When we no longer need your information, we securely delete or anonymize it using industry-standard methods (e.g., overwriting data, physical destruction of storage media) to ensure it cannot be linked to you.

6. Your Privacy Rights

Under applicable U.S. data protection laws (e.g., CCPA for California residents), you may have the following rights regarding your information. To exercise these rights, please contact us using the information in Section 10.

• Right to Access: You may request a copy of the Personal Information we hold about you (e.g., your email address, UGC metadata with personal identifiers).
• Right to Correct: You may request to correct inaccurate or incomplete Personal Information we hold about you (e.g., updating your email address in our support records).
• Right to Delete: You may request to delete your Personal Information (e.g., deleting your account, removing your email address from our support records), except when we are required by law to retain it.
• Right to Opt-Out of Sharing: You may opt out of our sharing of your Personal Information with third-party service providers (except for providers necessary to deliver the App’s core services, e.g., cloud storage).
• Right to Non-Discrimination: We will not discriminate against you for exercising your privacy rights (e.g., we will not deny you access to the App or charge you higher fees).

To verify your identity when you submit a request, we may ask you to provide information such as your email address (if you have contacted support) or device model. We will respond to your request within 45 days of receipt (or within 90 days if the request is complex).

7. Children’s Privacy

The App is not intended for use by children under the age of 13. We do not knowingly collect Personal Information from children under 13. If we become aware that we have collected Personal Information from a child under 13 without parental consent, we will delete that information immediately. If you are a parent or guardian and believe your child under 13 has used the App and provided Personal Information, please contact us using the information in Section 10 to request deletion.

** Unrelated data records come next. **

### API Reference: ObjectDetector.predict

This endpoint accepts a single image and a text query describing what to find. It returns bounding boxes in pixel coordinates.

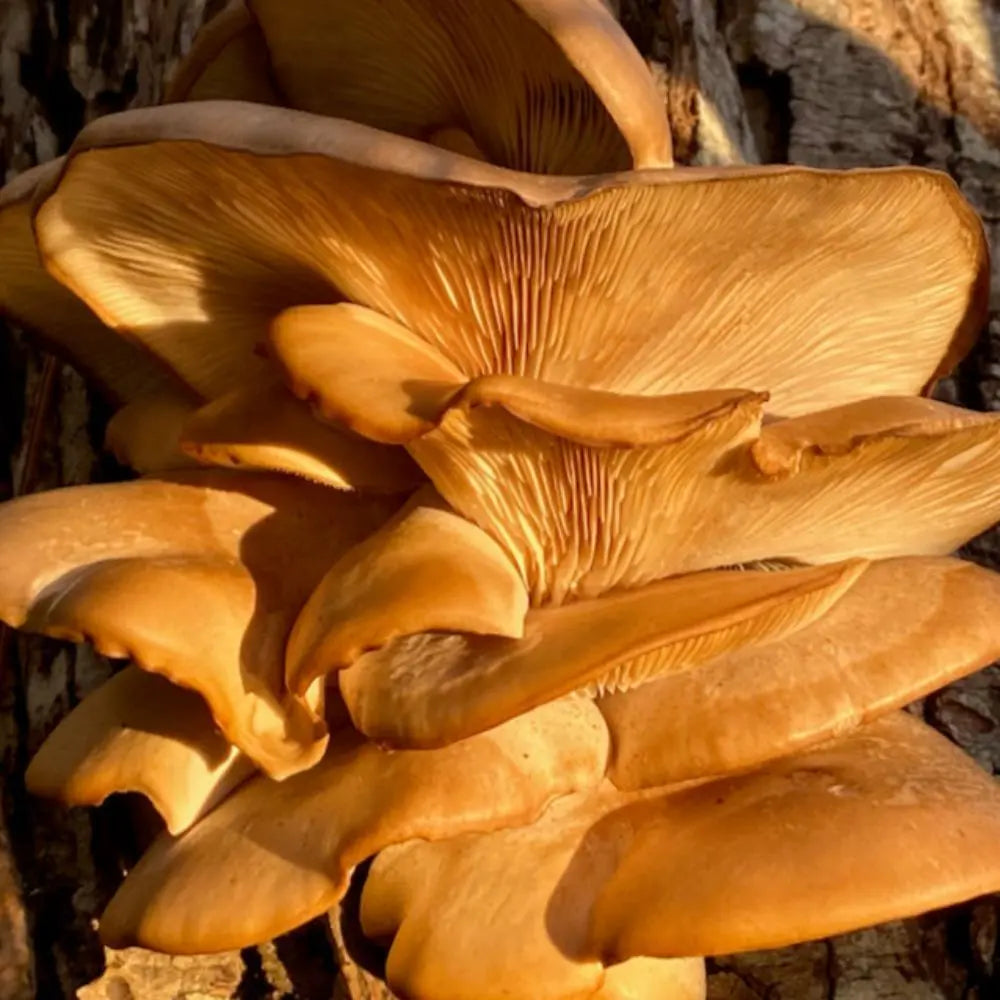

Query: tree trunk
[0,0,1000,1000]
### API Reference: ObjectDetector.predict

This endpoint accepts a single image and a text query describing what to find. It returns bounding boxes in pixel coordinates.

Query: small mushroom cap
[409,376,760,606]
[0,158,175,403]
[285,491,528,694]
[25,667,254,834]
[104,387,199,475]
[361,713,1000,980]
[233,0,672,174]
[164,0,282,104]
[101,701,608,954]
[180,382,423,493]
[339,563,864,747]
[271,303,465,444]
[361,791,705,1000]
[0,470,398,776]
[409,388,1000,604]
[588,713,1000,960]
[598,559,1000,789]
[35,102,988,406]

8. Third-Party Links and Services

The App may contain links to third-party websites or services (e.g., links to social media platforms for sharing memes). This Policy does not apply to these third parties. We are not responsible for the privacy practices or content of third-party websites or services. We encourage you to review the privacy policies of any third parties you interact with through the App.

9. Changes to This Policy

We may update this Policy from time to time to reflect changes in the App’s features, U.S. data protection laws, or our business practices. When we make material changes to the Policy, we will:

• Post the updated Policy in the App (under a "Privacy Policy" section);
• Send a notification to your email address (if you have provided one);
• Display a prominent pop-up alert in the App when you next launch it.

Material changes will take effect 14 days after the date of notification. Your continued use of the App after the effective date of the updated Policy constitutes your acceptance of the changes. We encourage you to review the Policy regularly to stay informed about how we protect your information.

10. Contact Us

11. Legal Jurisdiction

This Policy is governed by and construed in accordance with the laws of the United States of America, without regard to its conflict of laws principles. Any disputes arising out of or related to this Policy or our privacy practices shall be subject to the exclusive jurisdiction of the federal and state courts located in the United States.